Un prélude pour «le journal d’un maire»*: Ô Ariana, mon doux village
Par Aissa Baccouche - Riche de ses trois mille ans d’histoire depuis la fondation de Carthage et davantage si on remontait le temps jusqu’à l’ère capsienne, la Tunisie est un merveilleux pays de contes.
La Médina de Tunis est vieille de douze siècles. Elle a eu son âge d’or sous la dynastie des Hafsides du 13ème au 16ème siècle. Les vestiges de cette époque sont aujourd’hui autant de signes mémorables de la splendeur d’une capitale dont le prince Al Monstancer obtint, en son temps, la reconnaissance de tous ses pairs dans le monde musulman en tant qu’Emir des croyants.
Ce même prince fit édifier à l’Ariana, proche banlieue de Tunis, un jardin féerique à nul autre pareil et dont la description fut relatée par Ibn Khaldoun historien qui naquit en Tunisie au 14ème siècle avant d’acquérir plus tard une aura universelle.
L’Ariana, jadis village de roses, avait eu déjà au 10ème siècle une relation presque charnelle avec sa ville mitoyenne puisque l’enfant du village, le saint homme Sidi Mehrez, apôtre de la tolérance, devint, à l’âge mur, Sultan de Tunis c’est-à-dire patron au sens mystique du terme, d’une communauté Tunisoise, musulmane et juive, soudée autour de cet homme qu’elle élevait au rang des Justes.

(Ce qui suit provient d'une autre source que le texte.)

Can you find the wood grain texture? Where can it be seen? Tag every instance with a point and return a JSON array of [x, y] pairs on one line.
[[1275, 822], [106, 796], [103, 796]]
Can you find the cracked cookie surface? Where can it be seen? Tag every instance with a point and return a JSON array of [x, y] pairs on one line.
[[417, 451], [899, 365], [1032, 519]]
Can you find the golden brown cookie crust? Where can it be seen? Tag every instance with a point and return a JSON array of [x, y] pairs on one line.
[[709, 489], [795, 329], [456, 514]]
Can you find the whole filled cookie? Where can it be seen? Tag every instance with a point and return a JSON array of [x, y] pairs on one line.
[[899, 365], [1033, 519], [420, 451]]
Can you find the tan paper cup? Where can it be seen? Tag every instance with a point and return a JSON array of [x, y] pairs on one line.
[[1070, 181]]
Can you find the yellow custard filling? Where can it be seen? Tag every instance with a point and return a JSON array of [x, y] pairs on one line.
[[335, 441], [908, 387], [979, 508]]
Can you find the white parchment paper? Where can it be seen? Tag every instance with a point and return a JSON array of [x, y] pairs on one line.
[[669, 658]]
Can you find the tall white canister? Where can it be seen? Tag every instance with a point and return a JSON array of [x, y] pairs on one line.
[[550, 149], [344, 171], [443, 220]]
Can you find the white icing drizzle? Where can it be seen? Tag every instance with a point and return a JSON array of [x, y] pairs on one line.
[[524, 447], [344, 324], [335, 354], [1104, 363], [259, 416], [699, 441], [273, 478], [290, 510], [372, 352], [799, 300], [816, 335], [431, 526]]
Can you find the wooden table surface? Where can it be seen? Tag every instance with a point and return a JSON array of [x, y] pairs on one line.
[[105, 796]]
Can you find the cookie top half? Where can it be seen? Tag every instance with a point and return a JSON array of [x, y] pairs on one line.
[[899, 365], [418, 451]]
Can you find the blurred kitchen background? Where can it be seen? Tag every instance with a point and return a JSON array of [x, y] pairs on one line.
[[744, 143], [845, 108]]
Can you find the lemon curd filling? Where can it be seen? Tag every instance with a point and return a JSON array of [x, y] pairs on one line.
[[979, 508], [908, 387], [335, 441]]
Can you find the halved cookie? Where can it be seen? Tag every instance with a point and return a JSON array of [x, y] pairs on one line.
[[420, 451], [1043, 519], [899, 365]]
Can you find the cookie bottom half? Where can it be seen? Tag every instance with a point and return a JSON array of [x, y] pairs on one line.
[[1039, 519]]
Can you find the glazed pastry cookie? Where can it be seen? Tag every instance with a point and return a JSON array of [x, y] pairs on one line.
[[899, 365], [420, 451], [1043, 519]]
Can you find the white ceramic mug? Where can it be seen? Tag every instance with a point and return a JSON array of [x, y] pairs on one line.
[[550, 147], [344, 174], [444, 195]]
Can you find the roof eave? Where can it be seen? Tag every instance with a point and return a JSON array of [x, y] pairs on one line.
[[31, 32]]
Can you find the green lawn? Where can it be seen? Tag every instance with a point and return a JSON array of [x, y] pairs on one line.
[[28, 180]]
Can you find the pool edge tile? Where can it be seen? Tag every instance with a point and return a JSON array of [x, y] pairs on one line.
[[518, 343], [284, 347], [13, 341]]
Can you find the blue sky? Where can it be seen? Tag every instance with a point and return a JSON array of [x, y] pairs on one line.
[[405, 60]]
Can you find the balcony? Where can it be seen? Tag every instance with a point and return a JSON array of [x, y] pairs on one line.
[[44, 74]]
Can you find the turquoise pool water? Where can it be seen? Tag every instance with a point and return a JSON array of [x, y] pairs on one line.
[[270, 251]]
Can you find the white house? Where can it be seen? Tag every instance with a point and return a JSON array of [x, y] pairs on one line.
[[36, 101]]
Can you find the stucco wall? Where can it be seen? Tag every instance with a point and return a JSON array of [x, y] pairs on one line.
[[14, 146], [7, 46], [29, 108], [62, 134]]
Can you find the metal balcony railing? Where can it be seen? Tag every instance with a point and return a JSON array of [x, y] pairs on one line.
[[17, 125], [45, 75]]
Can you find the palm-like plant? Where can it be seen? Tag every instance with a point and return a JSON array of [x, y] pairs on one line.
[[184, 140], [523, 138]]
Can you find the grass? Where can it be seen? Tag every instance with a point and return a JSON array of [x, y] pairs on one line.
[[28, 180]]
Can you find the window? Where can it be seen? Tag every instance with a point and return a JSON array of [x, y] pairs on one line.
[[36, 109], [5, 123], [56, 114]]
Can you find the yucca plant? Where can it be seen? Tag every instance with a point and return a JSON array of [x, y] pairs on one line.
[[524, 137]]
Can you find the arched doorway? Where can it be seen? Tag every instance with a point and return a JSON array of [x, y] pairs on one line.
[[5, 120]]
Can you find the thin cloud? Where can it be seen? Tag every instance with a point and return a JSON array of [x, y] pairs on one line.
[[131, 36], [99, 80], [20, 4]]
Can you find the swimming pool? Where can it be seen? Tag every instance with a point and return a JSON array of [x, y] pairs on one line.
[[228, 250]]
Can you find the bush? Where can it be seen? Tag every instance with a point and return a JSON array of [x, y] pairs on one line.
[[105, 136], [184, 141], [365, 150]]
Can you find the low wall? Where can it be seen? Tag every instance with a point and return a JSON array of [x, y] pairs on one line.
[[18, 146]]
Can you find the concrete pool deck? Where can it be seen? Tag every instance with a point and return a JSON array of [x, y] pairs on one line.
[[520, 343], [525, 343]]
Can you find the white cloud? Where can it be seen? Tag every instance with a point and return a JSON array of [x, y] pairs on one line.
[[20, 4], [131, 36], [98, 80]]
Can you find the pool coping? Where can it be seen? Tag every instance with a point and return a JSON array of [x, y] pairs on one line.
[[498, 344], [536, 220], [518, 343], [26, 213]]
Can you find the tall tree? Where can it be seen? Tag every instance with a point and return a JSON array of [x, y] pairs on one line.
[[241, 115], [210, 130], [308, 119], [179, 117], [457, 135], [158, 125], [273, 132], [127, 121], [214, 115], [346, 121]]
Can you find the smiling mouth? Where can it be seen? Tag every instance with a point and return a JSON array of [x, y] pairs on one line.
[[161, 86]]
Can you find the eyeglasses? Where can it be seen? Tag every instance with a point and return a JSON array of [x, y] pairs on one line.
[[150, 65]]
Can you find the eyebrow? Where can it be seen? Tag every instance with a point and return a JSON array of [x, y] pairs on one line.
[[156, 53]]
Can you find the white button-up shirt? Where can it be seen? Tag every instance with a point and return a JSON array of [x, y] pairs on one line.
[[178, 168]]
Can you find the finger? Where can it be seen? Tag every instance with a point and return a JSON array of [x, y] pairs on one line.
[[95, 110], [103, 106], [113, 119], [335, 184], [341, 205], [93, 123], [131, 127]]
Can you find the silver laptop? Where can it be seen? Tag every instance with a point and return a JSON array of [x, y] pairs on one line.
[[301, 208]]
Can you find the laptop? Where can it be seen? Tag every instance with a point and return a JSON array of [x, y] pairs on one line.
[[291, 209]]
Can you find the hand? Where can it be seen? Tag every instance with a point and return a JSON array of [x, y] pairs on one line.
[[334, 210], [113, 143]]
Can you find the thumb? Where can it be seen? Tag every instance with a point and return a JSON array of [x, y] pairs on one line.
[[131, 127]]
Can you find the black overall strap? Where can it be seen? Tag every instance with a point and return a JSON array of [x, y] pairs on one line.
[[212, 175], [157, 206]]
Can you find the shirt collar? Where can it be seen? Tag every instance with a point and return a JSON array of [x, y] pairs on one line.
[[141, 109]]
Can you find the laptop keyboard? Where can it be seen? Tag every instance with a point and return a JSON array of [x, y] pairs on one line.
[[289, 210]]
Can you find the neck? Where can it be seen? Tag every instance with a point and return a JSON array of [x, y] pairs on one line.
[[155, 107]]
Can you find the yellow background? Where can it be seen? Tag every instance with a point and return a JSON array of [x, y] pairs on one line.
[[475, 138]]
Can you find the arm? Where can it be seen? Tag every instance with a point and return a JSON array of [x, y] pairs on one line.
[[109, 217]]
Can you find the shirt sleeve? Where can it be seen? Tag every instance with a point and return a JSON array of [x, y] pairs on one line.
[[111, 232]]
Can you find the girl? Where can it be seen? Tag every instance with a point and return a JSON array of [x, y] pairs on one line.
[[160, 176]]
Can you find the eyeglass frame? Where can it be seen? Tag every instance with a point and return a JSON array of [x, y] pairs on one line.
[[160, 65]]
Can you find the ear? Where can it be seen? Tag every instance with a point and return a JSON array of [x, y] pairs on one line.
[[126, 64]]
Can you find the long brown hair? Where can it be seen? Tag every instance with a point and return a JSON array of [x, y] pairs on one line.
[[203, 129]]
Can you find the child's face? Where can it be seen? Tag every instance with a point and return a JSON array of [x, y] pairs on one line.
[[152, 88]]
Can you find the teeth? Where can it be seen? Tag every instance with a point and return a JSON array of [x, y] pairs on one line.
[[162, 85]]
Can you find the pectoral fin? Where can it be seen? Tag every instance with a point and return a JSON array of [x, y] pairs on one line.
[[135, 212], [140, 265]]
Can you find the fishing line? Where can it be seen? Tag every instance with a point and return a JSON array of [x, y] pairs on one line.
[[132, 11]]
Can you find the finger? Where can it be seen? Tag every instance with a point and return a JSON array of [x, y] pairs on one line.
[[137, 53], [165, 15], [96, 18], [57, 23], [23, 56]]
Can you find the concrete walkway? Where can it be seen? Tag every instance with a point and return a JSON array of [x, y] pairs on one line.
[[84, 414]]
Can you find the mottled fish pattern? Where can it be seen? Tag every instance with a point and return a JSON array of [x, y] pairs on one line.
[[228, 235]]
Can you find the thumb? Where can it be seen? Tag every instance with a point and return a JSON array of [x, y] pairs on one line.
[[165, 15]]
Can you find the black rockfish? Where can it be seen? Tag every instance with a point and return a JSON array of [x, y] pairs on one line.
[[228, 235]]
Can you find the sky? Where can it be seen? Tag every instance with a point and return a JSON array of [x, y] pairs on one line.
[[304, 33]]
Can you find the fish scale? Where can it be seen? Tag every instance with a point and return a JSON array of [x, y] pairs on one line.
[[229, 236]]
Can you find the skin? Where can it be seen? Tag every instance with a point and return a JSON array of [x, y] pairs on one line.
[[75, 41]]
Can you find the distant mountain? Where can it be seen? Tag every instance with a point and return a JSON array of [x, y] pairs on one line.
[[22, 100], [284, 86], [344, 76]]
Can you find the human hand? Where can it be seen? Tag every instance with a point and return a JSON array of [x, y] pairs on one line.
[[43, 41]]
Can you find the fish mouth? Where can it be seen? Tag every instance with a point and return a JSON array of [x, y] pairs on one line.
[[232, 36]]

Inoubliables furent les scènes de la vie arianaise au temps des roses, du caroubier, du jujubier et du pommier dont les fruits «rendaient à l’âme son âme».
Dois-je citer les moments forts de la coexistence fraternelle entre nos deux communautés - juive et musulmane- qui constitua, un siècle durant, la richesse de la société arianaise.
Dois-je évoquer les matinée animées au vieux souk, les baignades joyeuses à l’ancien hammam puis au nouveau dénommé El Banna, la rituelle Kharja de la confrérie des Aissouia devant le mausolée de Sidi Ammar, les randonnées «champêtres» jusqu’au Borj Baccouche sur la route des forts qui mène à l’ORT, les escapades en été chez Am Chennoufi marchand de granite, ou bien les va-et-vient, sur recommandation de ma mère, à la bonneterie Albert, grande comme une boite à gants, mais qui grouillait de bonnes femmes qui venaient s’approvisionner en produits de mercerie et qui, comme par miracle, étaient toutes servies avec bonhomie par le maître des lieux?
Mais l’image la plus forte, car la plus symptomatique de la convivialité arianaise, est celle relative au pain de maison.
En effet, les habitantes de la médina avaient coutume de préparer le pain et de le mettre sur une planche devant le perron de leurs demeures. Ainsi la rue était jonchée de quadrilatères sur lesquels reposaient des cercles blancs. Mais ce spectacle était fugace puisque les passants se chargeaient d’enlever tous les pains et les emmenaient jusqu’à la boulangerie Ben Romdhane. Une fois prêts, après avoir été cuits, les pains étaient récupérés par les ayant-droits et ramenés à domicile.
Une belle leçon de vie communautaire que l’Ariana aura léguée à la postérité!